The Court however dismisses this argument as unhelpful and irrelevant. “It could be right. It could be wrong. It does not respond to the issues at hand,” wrote Justice Lederer in the decision.

The judge noted that basis for the decision lay in the underlying purpose of Ontario’s regulated health professionals legislative framework. Unlike British Columbia, where legislation was changed in 2010 to reflect a purpose of consumer choice and enhanced competition, such is not the case in Ontario, where the framework of professional monopolies exists to deliver health care while protecting the interests of Ontario residents. The decision reads, “There is no justification for imposing the purpose of health professional legislation from British Columbia on those who reside in Ontario.”

Why Were Optometrists in Quebec Unsuccessful in Blocking Internet Sales?

A similar action taken by the Ordre des optometrists du Quebec v. Coastal Contacts Inc.  ruled in favour of the company against the Ordre (College) in December 2014. What was different then and there?

Turns out, words do matter!  The Quebec case is distinguishable in the detailed definition of the practice of Optometry in Quebec’s code, which includes the words “sale and replacement of ophthalmic lenses.” The decision in the Quebec case is driven by the word “sale”. The law of British Columbia ruled the day since it was determined that the sales contract between the company and the resident was substantially entered into in BC, and that the product was only “delivered” to a resident in Quebec.

“Dispensing is qualitatively different than selling”, wrote the Justice. As such, notwithstanding the position held by the Company and their attempt to draw parallels with various classes of pharmaceutical agents, the Judge returns to the basic tenets of the Ontario Legislation; “…what professional (optometrists and optician) is responsible for providing the health care associated with obtaining eyeglasses and contact lenses (“prescribing”, ”preparing”, ”fitting”, “adjusting”, “adapting” over the internet from Coastal and Clearly?  I repeat, apparently this is not one.”

No Harm, No Foul

Clearly’s counsel additionally submitted that controlled acts should be narrowly interpreted and that evidence of “risk of harm” is a requirement of the Colleges; “Despite the recommendations of two seasoned regulatory law firms, the colleges have not introduced any evidence of the risk of harm.”

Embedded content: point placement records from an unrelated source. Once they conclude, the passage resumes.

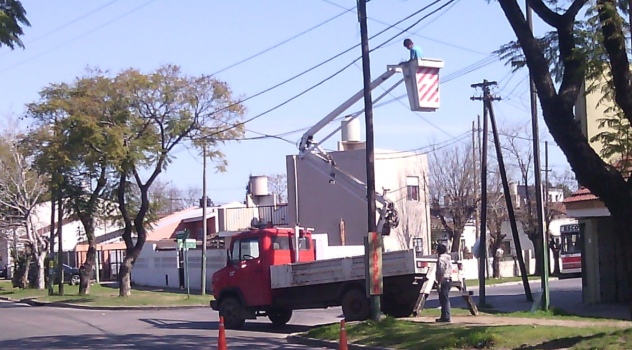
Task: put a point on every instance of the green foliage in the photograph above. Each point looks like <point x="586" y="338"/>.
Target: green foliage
<point x="616" y="138"/>
<point x="12" y="18"/>
<point x="421" y="335"/>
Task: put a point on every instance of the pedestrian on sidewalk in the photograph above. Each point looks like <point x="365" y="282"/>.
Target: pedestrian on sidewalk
<point x="444" y="282"/>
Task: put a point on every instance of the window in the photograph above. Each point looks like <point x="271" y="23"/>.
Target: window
<point x="303" y="243"/>
<point x="571" y="243"/>
<point x="245" y="249"/>
<point x="412" y="188"/>
<point x="281" y="243"/>
<point x="249" y="248"/>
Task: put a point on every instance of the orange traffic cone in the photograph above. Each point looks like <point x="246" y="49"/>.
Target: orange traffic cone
<point x="343" y="336"/>
<point x="221" y="337"/>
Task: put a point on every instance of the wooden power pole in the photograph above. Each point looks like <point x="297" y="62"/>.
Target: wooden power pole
<point x="370" y="165"/>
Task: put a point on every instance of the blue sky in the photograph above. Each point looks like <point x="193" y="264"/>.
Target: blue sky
<point x="206" y="36"/>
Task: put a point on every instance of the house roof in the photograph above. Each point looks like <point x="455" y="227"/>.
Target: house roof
<point x="581" y="195"/>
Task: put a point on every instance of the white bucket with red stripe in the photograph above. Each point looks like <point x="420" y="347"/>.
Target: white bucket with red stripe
<point x="422" y="84"/>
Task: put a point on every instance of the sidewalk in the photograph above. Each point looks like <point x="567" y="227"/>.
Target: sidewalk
<point x="487" y="320"/>
<point x="568" y="300"/>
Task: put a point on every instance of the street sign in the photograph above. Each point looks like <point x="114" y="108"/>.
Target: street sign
<point x="186" y="244"/>
<point x="190" y="243"/>
<point x="184" y="234"/>
<point x="375" y="284"/>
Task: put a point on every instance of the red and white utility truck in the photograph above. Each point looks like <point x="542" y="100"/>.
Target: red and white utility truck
<point x="262" y="279"/>
<point x="266" y="275"/>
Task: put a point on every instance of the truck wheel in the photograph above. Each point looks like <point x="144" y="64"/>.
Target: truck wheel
<point x="230" y="308"/>
<point x="280" y="317"/>
<point x="355" y="305"/>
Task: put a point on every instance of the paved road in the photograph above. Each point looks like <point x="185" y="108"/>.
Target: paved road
<point x="26" y="327"/>
<point x="53" y="328"/>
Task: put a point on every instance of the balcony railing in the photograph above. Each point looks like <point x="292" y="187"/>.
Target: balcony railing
<point x="236" y="219"/>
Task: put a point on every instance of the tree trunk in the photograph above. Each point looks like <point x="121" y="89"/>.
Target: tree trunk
<point x="537" y="250"/>
<point x="456" y="241"/>
<point x="87" y="268"/>
<point x="125" y="272"/>
<point x="496" y="267"/>
<point x="556" y="261"/>
<point x="24" y="280"/>
<point x="41" y="268"/>
<point x="125" y="276"/>
<point x="623" y="226"/>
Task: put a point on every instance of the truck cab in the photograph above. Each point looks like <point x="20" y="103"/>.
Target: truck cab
<point x="242" y="288"/>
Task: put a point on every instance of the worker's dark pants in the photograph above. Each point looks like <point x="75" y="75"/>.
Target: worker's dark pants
<point x="444" y="299"/>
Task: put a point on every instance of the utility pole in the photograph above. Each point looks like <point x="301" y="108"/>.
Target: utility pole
<point x="474" y="172"/>
<point x="508" y="200"/>
<point x="60" y="261"/>
<point x="370" y="161"/>
<point x="546" y="184"/>
<point x="538" y="182"/>
<point x="51" y="241"/>
<point x="487" y="99"/>
<point x="204" y="223"/>
<point x="482" y="245"/>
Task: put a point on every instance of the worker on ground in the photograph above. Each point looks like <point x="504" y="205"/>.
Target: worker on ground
<point x="415" y="51"/>
<point x="444" y="282"/>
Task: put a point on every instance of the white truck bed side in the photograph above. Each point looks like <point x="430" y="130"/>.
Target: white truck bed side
<point x="394" y="263"/>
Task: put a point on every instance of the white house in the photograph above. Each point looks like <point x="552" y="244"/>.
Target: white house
<point x="337" y="206"/>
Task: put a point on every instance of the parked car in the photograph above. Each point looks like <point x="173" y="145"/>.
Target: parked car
<point x="71" y="275"/>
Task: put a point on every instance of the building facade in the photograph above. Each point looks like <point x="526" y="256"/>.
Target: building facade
<point x="338" y="207"/>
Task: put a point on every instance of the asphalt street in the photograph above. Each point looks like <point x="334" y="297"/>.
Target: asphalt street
<point x="31" y="327"/>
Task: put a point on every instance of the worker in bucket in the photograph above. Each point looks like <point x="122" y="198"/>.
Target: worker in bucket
<point x="444" y="282"/>
<point x="415" y="51"/>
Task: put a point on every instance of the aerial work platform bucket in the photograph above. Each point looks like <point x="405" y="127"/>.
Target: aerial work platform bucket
<point x="422" y="84"/>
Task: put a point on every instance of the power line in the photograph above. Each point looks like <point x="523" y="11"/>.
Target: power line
<point x="305" y="72"/>
<point x="316" y="66"/>
<point x="283" y="42"/>
<point x="417" y="33"/>
<point x="77" y="37"/>
<point x="415" y="23"/>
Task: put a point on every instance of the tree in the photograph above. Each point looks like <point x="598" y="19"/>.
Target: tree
<point x="575" y="61"/>
<point x="517" y="146"/>
<point x="21" y="190"/>
<point x="77" y="140"/>
<point x="497" y="215"/>
<point x="452" y="197"/>
<point x="278" y="186"/>
<point x="166" y="108"/>
<point x="12" y="18"/>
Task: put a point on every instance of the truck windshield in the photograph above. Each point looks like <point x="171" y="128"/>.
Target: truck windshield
<point x="245" y="249"/>
<point x="285" y="242"/>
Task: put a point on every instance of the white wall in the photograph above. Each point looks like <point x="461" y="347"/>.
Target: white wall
<point x="152" y="267"/>
<point x="322" y="205"/>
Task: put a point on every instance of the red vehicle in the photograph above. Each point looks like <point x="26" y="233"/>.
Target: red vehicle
<point x="261" y="279"/>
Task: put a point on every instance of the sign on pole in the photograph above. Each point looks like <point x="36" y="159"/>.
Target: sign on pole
<point x="375" y="281"/>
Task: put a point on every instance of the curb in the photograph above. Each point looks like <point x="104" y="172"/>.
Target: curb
<point x="33" y="302"/>
<point x="512" y="283"/>
<point x="298" y="338"/>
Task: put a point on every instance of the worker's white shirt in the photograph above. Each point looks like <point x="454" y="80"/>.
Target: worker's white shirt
<point x="444" y="266"/>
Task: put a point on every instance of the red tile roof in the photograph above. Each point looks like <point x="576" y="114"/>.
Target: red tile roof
<point x="581" y="195"/>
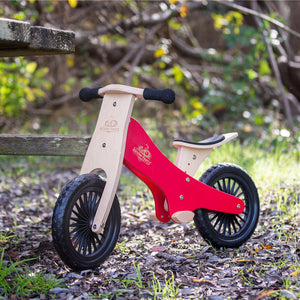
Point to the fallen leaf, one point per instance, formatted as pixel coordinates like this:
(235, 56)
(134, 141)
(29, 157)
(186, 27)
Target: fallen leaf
(266, 293)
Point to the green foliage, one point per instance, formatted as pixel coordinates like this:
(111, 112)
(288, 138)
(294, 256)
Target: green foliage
(239, 89)
(21, 83)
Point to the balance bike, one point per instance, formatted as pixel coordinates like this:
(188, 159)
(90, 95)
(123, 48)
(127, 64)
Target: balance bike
(224, 203)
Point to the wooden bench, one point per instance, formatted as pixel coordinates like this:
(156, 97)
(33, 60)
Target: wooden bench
(18, 38)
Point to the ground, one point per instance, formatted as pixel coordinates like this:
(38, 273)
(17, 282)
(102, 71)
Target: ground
(151, 260)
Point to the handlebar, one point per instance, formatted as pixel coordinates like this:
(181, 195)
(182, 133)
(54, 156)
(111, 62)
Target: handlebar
(166, 95)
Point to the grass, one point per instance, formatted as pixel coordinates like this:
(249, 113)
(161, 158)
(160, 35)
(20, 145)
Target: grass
(156, 289)
(274, 169)
(16, 278)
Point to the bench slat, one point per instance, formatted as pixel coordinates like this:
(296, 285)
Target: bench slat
(47, 145)
(19, 38)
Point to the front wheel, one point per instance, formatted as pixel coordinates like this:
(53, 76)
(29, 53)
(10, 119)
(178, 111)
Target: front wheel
(77, 245)
(222, 229)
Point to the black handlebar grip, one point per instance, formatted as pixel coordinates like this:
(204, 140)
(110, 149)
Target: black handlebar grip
(167, 95)
(88, 94)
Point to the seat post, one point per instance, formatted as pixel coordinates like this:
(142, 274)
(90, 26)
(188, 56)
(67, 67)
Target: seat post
(189, 159)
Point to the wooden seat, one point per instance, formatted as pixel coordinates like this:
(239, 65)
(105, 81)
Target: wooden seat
(211, 142)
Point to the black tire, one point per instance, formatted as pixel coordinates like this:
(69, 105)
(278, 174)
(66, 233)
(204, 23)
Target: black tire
(222, 229)
(77, 245)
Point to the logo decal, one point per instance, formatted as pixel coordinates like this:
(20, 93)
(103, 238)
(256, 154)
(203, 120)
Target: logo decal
(143, 154)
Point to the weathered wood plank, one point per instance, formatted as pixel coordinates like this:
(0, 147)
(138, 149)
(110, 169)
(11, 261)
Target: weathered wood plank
(46, 145)
(18, 38)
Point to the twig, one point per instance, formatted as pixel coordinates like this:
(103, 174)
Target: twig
(139, 56)
(276, 71)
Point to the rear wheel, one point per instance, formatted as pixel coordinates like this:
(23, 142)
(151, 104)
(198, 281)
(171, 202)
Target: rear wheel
(222, 229)
(78, 246)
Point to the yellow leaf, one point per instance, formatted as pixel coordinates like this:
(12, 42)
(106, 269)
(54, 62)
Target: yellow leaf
(295, 273)
(72, 3)
(183, 11)
(70, 61)
(265, 293)
(31, 67)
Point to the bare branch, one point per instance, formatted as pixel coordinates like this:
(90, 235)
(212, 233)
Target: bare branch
(249, 11)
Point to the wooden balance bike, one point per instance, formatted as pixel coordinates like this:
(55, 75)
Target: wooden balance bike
(224, 203)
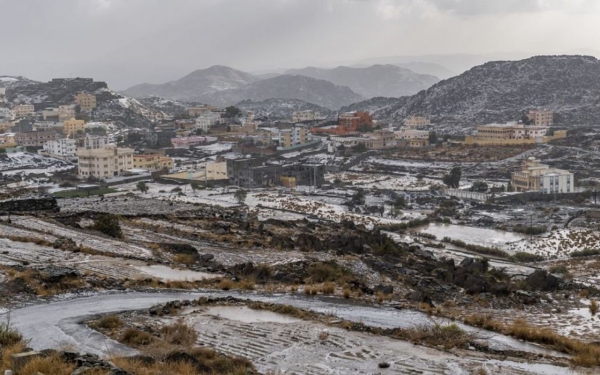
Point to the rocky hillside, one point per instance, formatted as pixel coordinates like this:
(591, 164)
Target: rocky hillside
(310, 90)
(12, 81)
(52, 93)
(279, 109)
(504, 90)
(373, 81)
(196, 86)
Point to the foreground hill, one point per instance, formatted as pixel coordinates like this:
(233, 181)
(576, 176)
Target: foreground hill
(503, 91)
(373, 81)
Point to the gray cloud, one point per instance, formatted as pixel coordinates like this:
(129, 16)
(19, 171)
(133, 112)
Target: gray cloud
(126, 42)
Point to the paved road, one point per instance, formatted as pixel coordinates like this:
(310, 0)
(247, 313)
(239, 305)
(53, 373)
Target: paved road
(55, 324)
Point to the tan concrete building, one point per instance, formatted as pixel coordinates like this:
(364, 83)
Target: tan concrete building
(104, 162)
(23, 110)
(417, 122)
(35, 139)
(86, 102)
(66, 112)
(216, 170)
(295, 136)
(541, 118)
(72, 126)
(152, 162)
(535, 176)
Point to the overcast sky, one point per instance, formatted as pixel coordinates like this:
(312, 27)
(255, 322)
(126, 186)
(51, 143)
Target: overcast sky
(126, 42)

The Court however held that the risk of harm assessment is intrinsic to the controlled act (“Dispensing”) definition in the related legislation and that the Court has no role in the risk assessment of harm. To suggest otherwise, is, according to the decision, “…to negate the value of the regulation.”

 So, Now What?

Clearly is appealing the decision. While the appeal process is underway, Clearly plans to continue to service customers in Ontario.

Clearly representatives advised the following; “Clearly is committed to making vision care accessible worldwide and believes that the Internet is complementary to other distribution channels”, says Clearly Managing Director Arnaud Bussieres. “Clearly is well-known for accessibility, affordability, consumer satisfaction and quality of service throughout its eighteen years in business,” added Bussieres.

According the company, Clearly has a history of engaging in dialogue with optometrists and opticians across Canada to find areas of collaboration and ways to provide better products to consumers. “We don’t see this decision impacting our progress and ambitions of working directly with eyecare professionals to address opportunities for additional vision care access in the market,” commented Bussieres.

The Ontario Association of Optometrists (OAO), upon request, indicated they were “not in a position” to comment, given that the application was brought on jointly by the College of Optometrists and College of Opticians.

A statement from the Ontario Association of Opticians was not available at the time of publishing.